Enhanced Magnetization of Cobalt Defect Clusters Embedded in TiO2−δ Films for Spintronic devices

spintronics (a) The 68 nm thick amorphous TiO₂ thin films were synthesized with atomic layer deposition before (b) Co was implanted at low energies (20−60 keV). (c) The resulting nanostructures were studied with low-angle polarized neutron scattering with specular reflected beams.

(a) The 68 nm thick amorphous TiO₂ thin films were synthesized with atomic layer deposition before (b) Co was implanted at low energies (20−60 keV). (c) The resulting nanostructures were studied with low-angle polarized neutron scattering with specular reflected beams.
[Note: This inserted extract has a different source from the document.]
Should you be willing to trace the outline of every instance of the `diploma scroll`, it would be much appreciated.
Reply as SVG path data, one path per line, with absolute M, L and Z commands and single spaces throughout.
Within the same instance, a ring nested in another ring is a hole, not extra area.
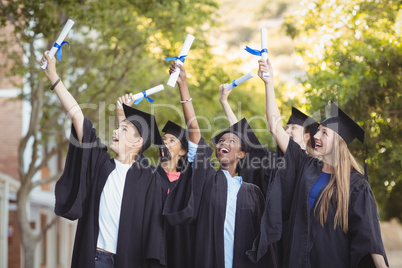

The speed of microelectronics is currently limited by heating, as increased speed also increases the power dissipation. Spintronics or Spin-Electronics is a new concept allowing for much higher speed. It is based on the manipulation of the electron spins in magnetic layers buried inside the devices. A high magnetization of these magnetic layers is desirable in spintronic devices to allow for efficient manipulation of the electronic states. However, the magnetic moment in promising dilute magnetic oxide nanocomposites is very low, typically corresponding to only fractions of a Bohr magneton for each dopant atom.

In the current project we studied a new type of material consisting of thin TiO₂ films with implanted clusters of cobalt. Using the Polarized Neutron Reflectometry at NREX and PLATYPUS (ANSTO, Australia) allowed us to measure the distribution of the magnetic cobalt atoms and showed a large magnetization up to 2.5 μB/Co in the certain Co-rich region. The results of the present study allow to optimize the process parameters of ion implantation of magnetic materials in a non-magnetic matrix to generate the high local magnetizations necessary for multifunctional components in spintronics.